Conditional fields (add to JSON only when non-empty):
- `"ocd_description": "<english_keywords>"` — add when user's problem description is not empty
- `"uid": <integer>` — add when user provides an account ID

**Impact of diagnosis mode on params**:
- **Real-time**: `start_time: 0`, `end_time: 0`
- **Historical**: `start_time: <unix_ts>`, `end_time: <unix_ts>`
- **Forced real-time** (`enable_diagnosis=true`): force `start_time` to `0` even if user provided a value

### 8c.
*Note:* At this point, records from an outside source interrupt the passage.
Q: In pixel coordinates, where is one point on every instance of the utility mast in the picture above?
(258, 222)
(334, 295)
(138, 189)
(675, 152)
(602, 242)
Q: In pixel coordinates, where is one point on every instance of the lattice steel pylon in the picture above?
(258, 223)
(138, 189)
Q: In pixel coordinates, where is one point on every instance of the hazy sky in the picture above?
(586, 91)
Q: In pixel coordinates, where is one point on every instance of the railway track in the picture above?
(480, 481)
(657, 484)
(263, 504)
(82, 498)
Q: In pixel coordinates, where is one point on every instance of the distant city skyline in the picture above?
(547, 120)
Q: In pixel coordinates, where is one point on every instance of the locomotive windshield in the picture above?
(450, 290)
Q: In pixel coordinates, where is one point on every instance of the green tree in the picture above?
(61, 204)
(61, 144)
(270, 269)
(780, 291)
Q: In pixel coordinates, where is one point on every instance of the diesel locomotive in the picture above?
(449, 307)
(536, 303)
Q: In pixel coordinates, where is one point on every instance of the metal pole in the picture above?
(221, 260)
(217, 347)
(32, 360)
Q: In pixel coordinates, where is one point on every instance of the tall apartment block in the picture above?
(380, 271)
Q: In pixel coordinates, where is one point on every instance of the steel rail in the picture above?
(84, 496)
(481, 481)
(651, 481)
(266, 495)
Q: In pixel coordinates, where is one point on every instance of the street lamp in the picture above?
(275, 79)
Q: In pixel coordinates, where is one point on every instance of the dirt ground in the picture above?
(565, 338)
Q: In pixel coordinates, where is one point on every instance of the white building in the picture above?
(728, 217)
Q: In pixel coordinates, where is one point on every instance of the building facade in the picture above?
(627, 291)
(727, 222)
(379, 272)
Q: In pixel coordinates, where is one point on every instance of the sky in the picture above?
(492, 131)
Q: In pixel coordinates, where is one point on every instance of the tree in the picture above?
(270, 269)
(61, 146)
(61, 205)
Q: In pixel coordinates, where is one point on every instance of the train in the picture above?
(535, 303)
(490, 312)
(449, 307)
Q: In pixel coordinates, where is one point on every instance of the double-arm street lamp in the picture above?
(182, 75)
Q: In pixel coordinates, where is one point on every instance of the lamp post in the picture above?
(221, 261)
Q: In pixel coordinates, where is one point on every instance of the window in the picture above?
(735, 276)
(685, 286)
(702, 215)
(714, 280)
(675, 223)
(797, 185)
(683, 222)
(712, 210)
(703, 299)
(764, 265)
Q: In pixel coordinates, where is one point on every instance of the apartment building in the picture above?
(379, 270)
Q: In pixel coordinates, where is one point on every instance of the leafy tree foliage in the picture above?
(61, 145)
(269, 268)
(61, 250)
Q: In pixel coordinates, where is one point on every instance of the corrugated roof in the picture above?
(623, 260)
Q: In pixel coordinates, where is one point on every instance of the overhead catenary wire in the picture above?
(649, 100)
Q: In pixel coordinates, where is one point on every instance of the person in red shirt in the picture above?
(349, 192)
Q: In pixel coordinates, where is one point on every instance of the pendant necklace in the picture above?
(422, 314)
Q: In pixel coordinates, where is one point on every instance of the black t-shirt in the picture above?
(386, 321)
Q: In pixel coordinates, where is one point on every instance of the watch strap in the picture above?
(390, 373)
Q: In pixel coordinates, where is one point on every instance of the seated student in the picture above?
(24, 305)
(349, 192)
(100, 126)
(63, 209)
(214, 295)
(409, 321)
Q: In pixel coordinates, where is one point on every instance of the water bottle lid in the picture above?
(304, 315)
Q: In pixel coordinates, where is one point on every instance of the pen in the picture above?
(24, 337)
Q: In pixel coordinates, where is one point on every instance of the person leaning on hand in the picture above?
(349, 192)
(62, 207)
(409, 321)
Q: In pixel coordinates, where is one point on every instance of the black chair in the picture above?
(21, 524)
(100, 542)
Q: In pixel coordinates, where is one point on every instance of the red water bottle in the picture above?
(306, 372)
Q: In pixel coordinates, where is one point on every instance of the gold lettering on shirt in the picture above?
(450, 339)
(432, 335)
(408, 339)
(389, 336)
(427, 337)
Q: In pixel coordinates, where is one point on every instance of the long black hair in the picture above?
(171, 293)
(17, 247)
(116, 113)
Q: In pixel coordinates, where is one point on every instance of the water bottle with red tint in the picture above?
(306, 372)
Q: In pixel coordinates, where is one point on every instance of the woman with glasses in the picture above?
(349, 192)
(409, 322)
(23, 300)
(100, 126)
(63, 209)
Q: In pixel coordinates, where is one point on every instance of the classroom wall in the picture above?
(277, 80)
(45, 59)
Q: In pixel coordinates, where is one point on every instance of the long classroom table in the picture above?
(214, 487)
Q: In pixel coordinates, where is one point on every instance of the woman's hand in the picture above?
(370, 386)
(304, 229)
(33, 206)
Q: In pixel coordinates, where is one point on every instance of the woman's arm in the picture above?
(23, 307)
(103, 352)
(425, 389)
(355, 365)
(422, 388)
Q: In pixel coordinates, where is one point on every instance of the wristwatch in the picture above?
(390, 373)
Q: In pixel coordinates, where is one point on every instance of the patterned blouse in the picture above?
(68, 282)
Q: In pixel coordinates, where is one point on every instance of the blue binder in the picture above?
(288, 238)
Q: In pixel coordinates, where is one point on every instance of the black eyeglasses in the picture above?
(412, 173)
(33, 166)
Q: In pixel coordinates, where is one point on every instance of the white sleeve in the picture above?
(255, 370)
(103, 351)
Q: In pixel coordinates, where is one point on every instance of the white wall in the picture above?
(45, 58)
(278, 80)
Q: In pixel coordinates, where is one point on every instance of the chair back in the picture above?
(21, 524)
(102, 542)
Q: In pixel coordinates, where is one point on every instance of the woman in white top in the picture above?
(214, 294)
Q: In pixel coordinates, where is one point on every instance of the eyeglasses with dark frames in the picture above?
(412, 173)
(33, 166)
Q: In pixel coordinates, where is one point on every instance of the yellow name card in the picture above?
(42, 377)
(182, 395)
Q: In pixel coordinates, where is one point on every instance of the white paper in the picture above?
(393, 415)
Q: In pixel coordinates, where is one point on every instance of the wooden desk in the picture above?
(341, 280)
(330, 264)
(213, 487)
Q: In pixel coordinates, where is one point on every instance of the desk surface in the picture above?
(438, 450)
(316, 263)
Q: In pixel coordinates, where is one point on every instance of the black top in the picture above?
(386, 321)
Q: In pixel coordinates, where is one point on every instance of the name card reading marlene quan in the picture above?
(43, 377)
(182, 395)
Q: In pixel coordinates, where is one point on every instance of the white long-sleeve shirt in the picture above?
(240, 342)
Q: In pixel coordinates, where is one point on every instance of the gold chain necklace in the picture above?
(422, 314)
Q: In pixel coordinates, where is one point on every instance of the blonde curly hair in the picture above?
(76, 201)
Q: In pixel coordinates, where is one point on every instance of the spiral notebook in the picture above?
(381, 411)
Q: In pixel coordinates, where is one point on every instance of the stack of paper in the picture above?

Invoke Diagnosis

```bash
aliyun sysom invoke-diagnosis \
  --service-name ocd \
  --channel ecs \
  --params '{"instance":"<instance_id>","region":"<region>","start_time":<start_time>,"end_time":<end_time>,"type":"ocd","ai_roadmap":true,"enable_sysom_link":false,"ocd_description":"<ocd_description>"}' \
  --user-agent AlibabaCloud-Agent-Skills
```

Extract `task_id` from the response.

**Special handling**: If `Sysom.TaskInProgress` error is returned, it means a diagnosis task is already in progress. Extract the existing `task_id` from the error message (regex match `ocd(<task_id>)`) and proceed directly to polling.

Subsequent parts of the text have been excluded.